We were a party of four for this trip - the husband and me, plus my parents. You may remember that my dad is also a walking fanatic (far more so than me, in fact), so we were set for a week with plenty of walking.
We couldn't have asked for a more beautiful setting to spend a week in. We were based in the lovely Wasdale Hall Lodge - a National Trust property with bags of character and plenty of comfort. Not to mention a fantastic location, right next to Wast Water, at the Nether Wasdale end. A step out of the front door brought us into the woods that surround the bottom end of the lake (I know it's not technically a lake, but for my purposes I'll refer to it as one!) and the stunning views up Wast Water to Great Gable, Kirk Fell, and Lingmell, were a one minute walk away.
Walk One: The WasT Water Screes
In a book we discovered at the cottage (Classic Walks in the Lake District, by Walt Unsworth), the walk is described as "not long, but fairly arduous". I'd probably have to agree with this, though I think Unsworth's descriptions were a little dramatic at times in other places, making the scree crossings sound a lot more difficult than they actually turned out to be. (Thankfully, as my mum was a bit scared after reading it!)
The winding path along the shore starts to follow a beck and we eventually came to a bridge and made the crossing, following the beck back to the lake on the other side.
I can imagine the crossing of the Screes in bad weather would be difficult and potentially dangerous. Picking out a path across the boulders on the first Scree was pretty much impossible. It's each man (or woman!) for themselves. Different people will no doubt find different paths easier or harder depending on their stature and sense of balance!
Although the distance isn't great (about 4.5 miles or so), balancing across the Screes meant that this lower level part of our walk took a considerable time, and if you think about doing it I'd recommend taking that into account.

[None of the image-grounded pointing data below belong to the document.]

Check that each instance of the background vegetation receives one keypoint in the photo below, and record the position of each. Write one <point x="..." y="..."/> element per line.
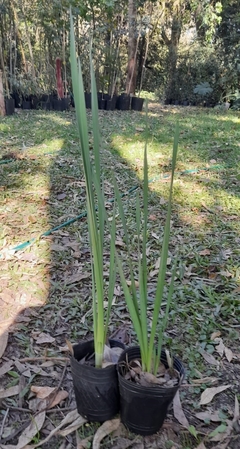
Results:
<point x="166" y="47"/>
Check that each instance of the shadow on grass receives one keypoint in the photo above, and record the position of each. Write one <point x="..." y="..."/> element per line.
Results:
<point x="50" y="282"/>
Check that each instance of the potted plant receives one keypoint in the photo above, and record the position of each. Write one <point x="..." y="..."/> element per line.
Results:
<point x="96" y="386"/>
<point x="61" y="103"/>
<point x="203" y="90"/>
<point x="148" y="377"/>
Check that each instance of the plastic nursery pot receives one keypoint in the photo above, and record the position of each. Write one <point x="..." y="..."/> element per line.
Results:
<point x="101" y="103"/>
<point x="111" y="103"/>
<point x="61" y="104"/>
<point x="26" y="104"/>
<point x="123" y="102"/>
<point x="88" y="100"/>
<point x="96" y="390"/>
<point x="9" y="106"/>
<point x="137" y="104"/>
<point x="144" y="409"/>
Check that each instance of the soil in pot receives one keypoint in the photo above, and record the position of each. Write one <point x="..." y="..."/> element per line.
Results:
<point x="143" y="409"/>
<point x="9" y="106"/>
<point x="96" y="390"/>
<point x="137" y="104"/>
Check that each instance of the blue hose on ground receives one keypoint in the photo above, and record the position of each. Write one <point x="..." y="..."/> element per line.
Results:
<point x="24" y="245"/>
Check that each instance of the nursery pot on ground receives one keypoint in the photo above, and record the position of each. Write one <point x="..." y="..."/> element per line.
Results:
<point x="123" y="102"/>
<point x="88" y="100"/>
<point x="137" y="103"/>
<point x="9" y="106"/>
<point x="143" y="409"/>
<point x="111" y="103"/>
<point x="61" y="104"/>
<point x="96" y="389"/>
<point x="26" y="104"/>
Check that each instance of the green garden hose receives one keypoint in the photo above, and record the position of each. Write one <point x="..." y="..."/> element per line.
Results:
<point x="128" y="192"/>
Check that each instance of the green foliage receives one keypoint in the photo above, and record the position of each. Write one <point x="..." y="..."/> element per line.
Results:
<point x="203" y="89"/>
<point x="92" y="174"/>
<point x="138" y="304"/>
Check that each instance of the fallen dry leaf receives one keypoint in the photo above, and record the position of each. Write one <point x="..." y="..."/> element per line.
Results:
<point x="60" y="396"/>
<point x="205" y="380"/>
<point x="209" y="358"/>
<point x="12" y="391"/>
<point x="222" y="432"/>
<point x="178" y="411"/>
<point x="5" y="367"/>
<point x="73" y="426"/>
<point x="69" y="418"/>
<point x="201" y="446"/>
<point x="3" y="342"/>
<point x="205" y="252"/>
<point x="82" y="444"/>
<point x="44" y="338"/>
<point x="228" y="354"/>
<point x="42" y="392"/>
<point x="77" y="278"/>
<point x="106" y="428"/>
<point x="61" y="196"/>
<point x="203" y="416"/>
<point x="236" y="410"/>
<point x="220" y="347"/>
<point x="209" y="393"/>
<point x="33" y="428"/>
<point x="215" y="335"/>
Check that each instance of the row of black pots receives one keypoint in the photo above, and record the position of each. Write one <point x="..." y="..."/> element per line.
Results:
<point x="47" y="102"/>
<point x="122" y="102"/>
<point x="188" y="103"/>
<point x="101" y="393"/>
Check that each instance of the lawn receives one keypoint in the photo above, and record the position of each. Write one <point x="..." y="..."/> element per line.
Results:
<point x="45" y="290"/>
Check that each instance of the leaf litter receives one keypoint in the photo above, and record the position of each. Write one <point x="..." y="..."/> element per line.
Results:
<point x="39" y="276"/>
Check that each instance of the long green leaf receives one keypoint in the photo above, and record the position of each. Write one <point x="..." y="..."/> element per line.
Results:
<point x="164" y="255"/>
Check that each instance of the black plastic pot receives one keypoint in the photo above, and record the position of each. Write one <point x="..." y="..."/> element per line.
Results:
<point x="137" y="103"/>
<point x="9" y="106"/>
<point x="88" y="100"/>
<point x="26" y="104"/>
<point x="111" y="103"/>
<point x="123" y="102"/>
<point x="46" y="105"/>
<point x="61" y="104"/>
<point x="144" y="409"/>
<point x="101" y="103"/>
<point x="35" y="102"/>
<point x="96" y="390"/>
<point x="17" y="99"/>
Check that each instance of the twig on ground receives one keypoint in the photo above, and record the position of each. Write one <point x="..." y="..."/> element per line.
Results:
<point x="3" y="423"/>
<point x="53" y="359"/>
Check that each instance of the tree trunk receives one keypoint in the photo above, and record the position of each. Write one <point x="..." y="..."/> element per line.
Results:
<point x="132" y="48"/>
<point x="19" y="36"/>
<point x="2" y="102"/>
<point x="173" y="44"/>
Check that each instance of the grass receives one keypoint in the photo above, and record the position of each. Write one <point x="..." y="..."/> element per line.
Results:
<point x="44" y="187"/>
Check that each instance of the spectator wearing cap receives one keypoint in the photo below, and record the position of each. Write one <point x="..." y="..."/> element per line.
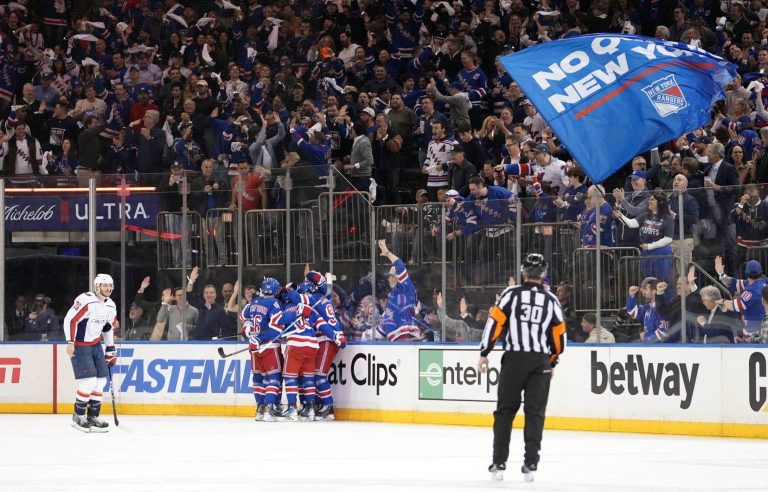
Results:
<point x="361" y="159"/>
<point x="639" y="164"/>
<point x="368" y="117"/>
<point x="149" y="73"/>
<point x="137" y="326"/>
<point x="90" y="157"/>
<point x="460" y="171"/>
<point x="438" y="160"/>
<point x="402" y="119"/>
<point x="381" y="82"/>
<point x="140" y="108"/>
<point x="553" y="170"/>
<point x="533" y="120"/>
<point x="631" y="205"/>
<point x="690" y="213"/>
<point x="204" y="102"/>
<point x="457" y="101"/>
<point x="595" y="335"/>
<point x="151" y="144"/>
<point x="387" y="145"/>
<point x="59" y="127"/>
<point x="423" y="130"/>
<point x="45" y="92"/>
<point x="90" y="105"/>
<point x="185" y="150"/>
<point x="749" y="292"/>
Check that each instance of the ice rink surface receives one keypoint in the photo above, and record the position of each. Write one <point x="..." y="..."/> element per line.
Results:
<point x="43" y="453"/>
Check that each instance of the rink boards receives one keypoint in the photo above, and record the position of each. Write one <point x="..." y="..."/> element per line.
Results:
<point x="695" y="390"/>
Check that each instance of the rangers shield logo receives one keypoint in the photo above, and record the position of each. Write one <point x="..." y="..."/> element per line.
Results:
<point x="666" y="96"/>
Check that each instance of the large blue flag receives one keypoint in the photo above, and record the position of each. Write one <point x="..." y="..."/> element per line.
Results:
<point x="611" y="97"/>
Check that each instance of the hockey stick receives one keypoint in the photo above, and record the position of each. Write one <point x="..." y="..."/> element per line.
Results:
<point x="224" y="355"/>
<point x="112" y="392"/>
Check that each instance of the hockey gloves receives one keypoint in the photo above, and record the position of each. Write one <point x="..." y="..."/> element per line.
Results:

Further towards Wasdale Head, however, the going gets considerably easier and the path is clearly picked out along the later Screes. The higher fells at the end of the lake start to loom large, with Great Gable looking particularly impressive.
(An aside: I've not previously owned a Buff, but they're brilliant. This one acted like a headband-cum-hat, keeping my ears toasty warm and stopping my hair from going everywhere in the wind, which any other walkers with long hair will appreciate the benefits of! In fact, I like it so much, I bought another one later in the week.)
As we came to the end of the Screes, we were faced with a decision. The eventual plan was to return along the top of the Screes, climbing Whin Rigg and Illgill Head, and we soon reached the path that led in that direction. However, we now weren't far from that most illustrious of pubs...the Wasdale Head Inn...and my dad, always a fan of a nice beer, suggested dropping in for a swift one (such a bad influence).
Well, we couldn't resist! So we detoured to the Wasdale Head, and then set out again a pint later. Our path now led up from the valley onto the ridge above the Screes.
The hills above the Screes aren't high, about 500-600m, but to unpracticed legs, which were already tired from the scrambling across the Screes, it was tough going. Particularly the last push up very grassy, boggy slopes. That said, despite the weather taking a bit of a turn, we got some great views.
Eventually we reached the point where a path branched right to take us back down the slope towards the cottage and a nice cup of tea.
Once we were all safely back at lake level, we quickly rejoined the path running back to the bridge, and we were soon back in the woods. A hop, step and a jump had us back at the cottage for hot showers, tea, and a beer or two. Having not done any hillwalking for a while, the husband and I were shattered, but happy, and hoping our legs would be up to more of the same the next day.